Figure 3. Identification of siRNA Sequences that Facilitate Metastasis of 4T1-12B Cells to Bone, Brain and Liver. A 4T1-12B siRNA cell library was administered to BALB/c mice via cardiac injection. After two weeks, siRNA sequences in bone, brain and liver were amplified by PCR and those enriched in the tissues were identified by hybridization to Affymetrix GeneChip arrays. Log plots of probe signals for the DNA amplified from the cell library vs. the tissues of interest are shown. siRNA with signals enriched >3-fold (i.e., those above the diagonal lines) for the duplicate experiments shown were analyzed further for the ability to facilitate metastasis.

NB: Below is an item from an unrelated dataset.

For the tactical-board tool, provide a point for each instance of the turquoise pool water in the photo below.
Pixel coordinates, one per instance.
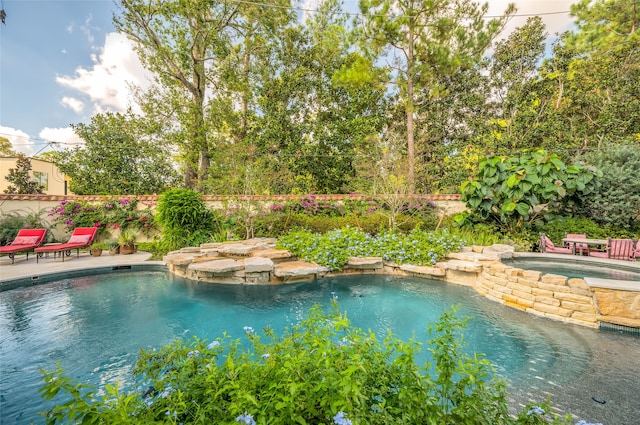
(575, 268)
(95, 325)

The approach involves the uses of pooled siRNA libraries to augment the ability of cancer cells to grow or metastasize in vivo. Using this approach we have performed genome wide screens for genes that facilitate metastasis to three organs affected in breast cancer: liver, bone and brain and identified several new metastasis suppressor genes. Now that the utility of the approach has been demonstrated the technology is available for identifying new classes of oncogenes and metastasis suppressor genes that will help elucidate the molecular and pathological basis of late stage breast cancer and for identifying new targets for diagnosis, prognosis and treatment of the disease.